The Cost-Reliability disconnect
- Background: Modern Infrastructure is complex ans large (1000s of clusters, multi-region,…) with huge operational responsibilities (SLA, SLO, scalabiloity, …)
- Platform Team: REliability, Performance, Stability
- FinOps Team: Cloud Resources reduction, budget adherence, efficiency
- Problem: Conflicting goals and often organizationally seperated
- Blind cost optimzation can lead to unintentional stability/performance problems that can quickly spiral
- Blind stability optimizations quickly lead to large overhead/overprovisioning and huge costs
Patterns
- Establish views & Baselines: Unserstand cost per cluster/workload and utilization patterns
- Revisit legacy: Old configs like static sizing, huge buffers, …

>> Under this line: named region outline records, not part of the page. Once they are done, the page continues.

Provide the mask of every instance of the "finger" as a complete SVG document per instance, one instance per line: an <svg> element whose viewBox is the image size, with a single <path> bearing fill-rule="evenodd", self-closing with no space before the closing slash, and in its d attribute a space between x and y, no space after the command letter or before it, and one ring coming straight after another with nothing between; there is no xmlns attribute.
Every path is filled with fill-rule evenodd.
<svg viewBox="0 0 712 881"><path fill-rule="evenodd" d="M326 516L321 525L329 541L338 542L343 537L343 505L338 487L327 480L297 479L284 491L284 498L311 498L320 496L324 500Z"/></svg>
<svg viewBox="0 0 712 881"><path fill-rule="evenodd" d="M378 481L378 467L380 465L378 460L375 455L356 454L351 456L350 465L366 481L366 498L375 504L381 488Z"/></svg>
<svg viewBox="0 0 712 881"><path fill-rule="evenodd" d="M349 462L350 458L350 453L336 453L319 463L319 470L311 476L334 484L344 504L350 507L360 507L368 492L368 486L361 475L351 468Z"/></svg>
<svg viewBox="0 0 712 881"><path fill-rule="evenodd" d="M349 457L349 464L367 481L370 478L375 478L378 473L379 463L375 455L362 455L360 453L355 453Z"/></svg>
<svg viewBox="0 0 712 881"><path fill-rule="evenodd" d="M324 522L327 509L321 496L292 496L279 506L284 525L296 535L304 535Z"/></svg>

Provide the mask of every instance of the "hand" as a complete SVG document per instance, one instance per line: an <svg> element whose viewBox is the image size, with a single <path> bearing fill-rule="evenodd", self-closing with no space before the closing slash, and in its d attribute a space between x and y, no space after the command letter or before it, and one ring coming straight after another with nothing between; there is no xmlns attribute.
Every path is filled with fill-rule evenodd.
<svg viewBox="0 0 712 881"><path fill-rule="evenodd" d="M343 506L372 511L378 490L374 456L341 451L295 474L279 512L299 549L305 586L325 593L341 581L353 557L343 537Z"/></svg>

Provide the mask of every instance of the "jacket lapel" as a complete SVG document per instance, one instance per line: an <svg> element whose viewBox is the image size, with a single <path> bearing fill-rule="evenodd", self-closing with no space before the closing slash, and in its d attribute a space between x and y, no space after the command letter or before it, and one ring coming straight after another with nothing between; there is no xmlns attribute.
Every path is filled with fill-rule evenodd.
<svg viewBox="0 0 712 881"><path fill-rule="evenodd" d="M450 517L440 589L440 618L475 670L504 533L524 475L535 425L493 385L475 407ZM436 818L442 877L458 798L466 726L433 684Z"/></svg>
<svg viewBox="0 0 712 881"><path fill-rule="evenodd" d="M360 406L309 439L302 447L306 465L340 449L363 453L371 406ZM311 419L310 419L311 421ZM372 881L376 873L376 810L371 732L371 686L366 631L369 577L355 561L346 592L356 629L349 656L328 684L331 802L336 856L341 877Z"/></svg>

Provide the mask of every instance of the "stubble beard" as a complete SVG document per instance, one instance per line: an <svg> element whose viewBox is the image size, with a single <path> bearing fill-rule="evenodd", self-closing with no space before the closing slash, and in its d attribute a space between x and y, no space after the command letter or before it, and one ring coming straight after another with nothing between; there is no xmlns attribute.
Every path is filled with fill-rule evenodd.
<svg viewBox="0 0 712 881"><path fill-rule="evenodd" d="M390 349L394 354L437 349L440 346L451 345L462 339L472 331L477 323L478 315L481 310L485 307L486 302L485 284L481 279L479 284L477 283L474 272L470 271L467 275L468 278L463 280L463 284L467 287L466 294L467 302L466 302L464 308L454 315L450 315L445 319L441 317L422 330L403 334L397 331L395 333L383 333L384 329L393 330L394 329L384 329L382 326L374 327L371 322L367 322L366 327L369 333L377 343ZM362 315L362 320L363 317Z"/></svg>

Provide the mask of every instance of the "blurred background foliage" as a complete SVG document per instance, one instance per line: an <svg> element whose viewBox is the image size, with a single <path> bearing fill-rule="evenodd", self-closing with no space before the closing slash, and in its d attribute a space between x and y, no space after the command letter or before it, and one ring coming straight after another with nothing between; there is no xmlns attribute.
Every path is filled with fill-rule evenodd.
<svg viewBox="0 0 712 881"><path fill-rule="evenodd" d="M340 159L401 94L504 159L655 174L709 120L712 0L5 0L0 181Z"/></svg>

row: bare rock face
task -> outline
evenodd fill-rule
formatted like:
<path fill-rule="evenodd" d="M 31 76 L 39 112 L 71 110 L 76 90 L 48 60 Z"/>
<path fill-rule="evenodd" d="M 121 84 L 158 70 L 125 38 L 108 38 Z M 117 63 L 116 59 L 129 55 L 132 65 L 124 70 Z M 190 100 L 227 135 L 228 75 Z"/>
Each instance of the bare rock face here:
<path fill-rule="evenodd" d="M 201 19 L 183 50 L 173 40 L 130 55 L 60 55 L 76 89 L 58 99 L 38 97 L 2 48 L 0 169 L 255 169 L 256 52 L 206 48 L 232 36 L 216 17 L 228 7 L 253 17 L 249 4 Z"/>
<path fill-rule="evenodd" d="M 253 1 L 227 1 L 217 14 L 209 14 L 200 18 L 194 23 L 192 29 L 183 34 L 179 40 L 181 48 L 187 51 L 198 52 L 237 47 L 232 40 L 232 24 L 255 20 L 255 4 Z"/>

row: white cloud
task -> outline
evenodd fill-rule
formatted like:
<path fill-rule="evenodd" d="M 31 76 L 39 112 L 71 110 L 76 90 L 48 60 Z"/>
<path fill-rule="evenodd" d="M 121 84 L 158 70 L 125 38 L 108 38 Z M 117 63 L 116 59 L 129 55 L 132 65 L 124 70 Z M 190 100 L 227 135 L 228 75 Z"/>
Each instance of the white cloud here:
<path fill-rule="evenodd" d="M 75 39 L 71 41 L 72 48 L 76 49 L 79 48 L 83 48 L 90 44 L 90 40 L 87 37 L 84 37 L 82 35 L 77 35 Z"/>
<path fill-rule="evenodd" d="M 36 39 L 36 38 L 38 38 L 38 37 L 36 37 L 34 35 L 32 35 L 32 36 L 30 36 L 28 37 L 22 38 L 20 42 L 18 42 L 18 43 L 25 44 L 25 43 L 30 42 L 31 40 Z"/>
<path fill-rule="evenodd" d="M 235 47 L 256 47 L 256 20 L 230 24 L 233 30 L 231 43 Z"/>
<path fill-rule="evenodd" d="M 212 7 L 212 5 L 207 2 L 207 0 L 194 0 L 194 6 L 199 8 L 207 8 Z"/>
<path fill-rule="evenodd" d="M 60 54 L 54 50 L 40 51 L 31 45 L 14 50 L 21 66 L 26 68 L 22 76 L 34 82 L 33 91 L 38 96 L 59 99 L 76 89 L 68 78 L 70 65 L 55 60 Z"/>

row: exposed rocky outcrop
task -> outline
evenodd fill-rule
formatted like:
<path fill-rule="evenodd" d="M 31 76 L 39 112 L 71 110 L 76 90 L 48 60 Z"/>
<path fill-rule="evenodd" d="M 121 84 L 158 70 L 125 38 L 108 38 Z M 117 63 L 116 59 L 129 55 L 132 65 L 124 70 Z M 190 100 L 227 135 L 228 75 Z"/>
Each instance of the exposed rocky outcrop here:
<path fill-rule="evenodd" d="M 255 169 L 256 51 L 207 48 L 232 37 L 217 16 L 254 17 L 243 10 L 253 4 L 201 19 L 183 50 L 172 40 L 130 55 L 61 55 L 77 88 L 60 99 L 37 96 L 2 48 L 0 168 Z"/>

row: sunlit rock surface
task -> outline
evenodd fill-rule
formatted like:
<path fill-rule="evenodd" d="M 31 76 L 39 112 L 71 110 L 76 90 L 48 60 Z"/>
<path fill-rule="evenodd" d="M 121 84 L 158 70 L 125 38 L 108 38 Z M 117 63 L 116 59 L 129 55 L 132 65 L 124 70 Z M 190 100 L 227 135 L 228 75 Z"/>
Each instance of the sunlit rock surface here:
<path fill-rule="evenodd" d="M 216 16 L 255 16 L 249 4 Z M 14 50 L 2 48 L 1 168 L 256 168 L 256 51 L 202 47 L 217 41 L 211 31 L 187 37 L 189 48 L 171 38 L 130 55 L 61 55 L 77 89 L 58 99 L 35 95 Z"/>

- Embrace rearchitecture without fear: Consolidation, instance optimization, infra rededisn should all be on the table
Views & baselines
General recommendations
- Problem: Lack of cost attribution for shared info
- Problem: Lack of insights into which clusters are generating consts
- Problem: No transparency into which teams are consuming resources
- Solution: Bring the generation of cost together with the existance of costs
- Solution: Identify a safe operating range that wraps the “optimal zone” with a buffer for over- and underutilization -> Baseline for automatic scaling
Revisiting legacy
General recommendations
- Problem childs: Idle clusters (just in case i need one fast), oversized compute (safety buffers overdone) and unterutilized clusters
- Challenge: No one wants to touch a running system
- Analyze historical utilization (identifiy spikes/traffic patterns)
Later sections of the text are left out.